Amendment 11, in clause 25, page 18, line 29, leave out “receiving”.
This technical amendment removes an unnecessary word from clause 25(4)(l).
Amendment 12, in clause 25, page 18, line 37, at end insert—
“(4A) Regulations under subsection (3)(b) may include—
(a) any provision mentioned in subsection (4);
(b) provision deeming any member whose accrued rights or benefits are to be transferred to an alternative scheme to have entered into an agreement with a person of a description specified in the regulations.”.
This amendment makes it clear that regulations about how continuity option 1 is to be pursued in a case where a proposed transfer is to pension scheme that is not a Master Trust scheme may include any of the provision mentioned in clause 25(4) and also provision deeming a member to have entered into an agreement with a person (such as the provider under the new scheme).
Amendment 13, in clause 25, page 18, line 46, leave out “subsection” and insert “subsections (1A)(b) and”.—(Richard Harrington.)
This amendment makes regulations under the new subsection (1A)(b) (specifying alternative types of pension schemes to which transfers can be proposed) subject to the affirmative resolution procedure. (Regulations under the new paragraph (b) of subsection (3) (about bulk transfers to schemes other than Master Trust schemes) will also be subject to the affirmative procedure.)
Clause 25, as amended, ordered to stand part of the Bill.
Continuity option 2: resolving triggering event
Question proposed, That the clause stand part of the Bill.
The clause sets out the framework where a scheme pursues continuity option 2, which we have not mentioned in detail. The clause places a series of requirements on schemes and the regulator to ensure that a triggering event is resolved to the regulator’s satisfaction. Subsections (2) and (3) set out that once the trustees consider that they have resolved a triggering event, they must notify the Pensions Regulator, setting out how they consider that has been achieved. Subsection (4) provides for the time period for the notification to be prescribed in regulations. Subsection (5) requires the regulator, having considered a notification, to notify the trustees of whether it is satisfied that the event has been resolved.
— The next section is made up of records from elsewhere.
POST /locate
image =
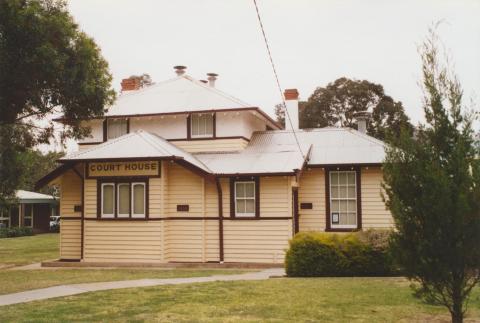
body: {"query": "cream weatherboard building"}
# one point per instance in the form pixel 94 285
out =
pixel 182 172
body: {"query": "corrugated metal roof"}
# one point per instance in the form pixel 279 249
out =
pixel 139 144
pixel 182 93
pixel 28 195
pixel 277 151
pixel 329 145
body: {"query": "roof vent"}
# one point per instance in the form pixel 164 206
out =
pixel 180 70
pixel 212 77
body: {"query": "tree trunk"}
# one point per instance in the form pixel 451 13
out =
pixel 457 308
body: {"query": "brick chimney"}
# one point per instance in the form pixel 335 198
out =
pixel 362 120
pixel 131 84
pixel 212 77
pixel 291 102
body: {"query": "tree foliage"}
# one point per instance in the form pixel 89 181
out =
pixel 336 104
pixel 46 65
pixel 432 183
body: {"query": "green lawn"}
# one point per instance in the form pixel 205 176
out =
pixel 27 250
pixel 20 280
pixel 274 300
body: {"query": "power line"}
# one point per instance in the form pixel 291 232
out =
pixel 276 77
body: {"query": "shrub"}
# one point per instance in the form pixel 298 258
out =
pixel 15 232
pixel 355 254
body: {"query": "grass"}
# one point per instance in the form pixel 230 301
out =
pixel 27 250
pixel 12 281
pixel 274 300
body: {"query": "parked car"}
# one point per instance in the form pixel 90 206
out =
pixel 55 223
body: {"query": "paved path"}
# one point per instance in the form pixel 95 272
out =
pixel 74 289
Our aim is to ensure that where trustees decide to try to resolve a triggering event, they have the opportunity to do so, so that the scheme can continue and its members can continue to save in the scheme with as little disruption as possible. However, following a triggering event, the trustees must set out a comprehensive and detailed implementation strategy containing the steps that they plan to take. We consider a scheme that has had a triggering event to have increased risk—that really is part of the definition of a triggering event—so such schemes need greater and more in-depth planning, safeguards for members and employers, and greater protection for members. However, we want members to continue to save and employers to continue to comply with their legal automatic enrolment minimum obligations, and for there to be general confidence in the master trust market.
We do not want to restrict how trustees resolve a triggering event, but we want to encourage and facilitate the continuity of pension saving by members. The best way to achieve that is for schemes to have the freedom to resolve their specific issues in the most appropriate way, but under the supervision of the regulator. There has to be an external check that triggering events have been properly resolved, because otherwise we could not assure the protection of members’ savings, and the regulator provides that. We consider that to be the best way of ensuring the continuity and security that we want. We believe that the clause provides the framework for doing that, so I ask the Committee to support it.
Question put and agreed to.
Clause 26 accordingly ordered to stand part of the Bill.
Ordered, That further consideration be now adjourned. —(Steve Brine.)
Adjourned till Thursday 9 February at half-past Eleven o’clock.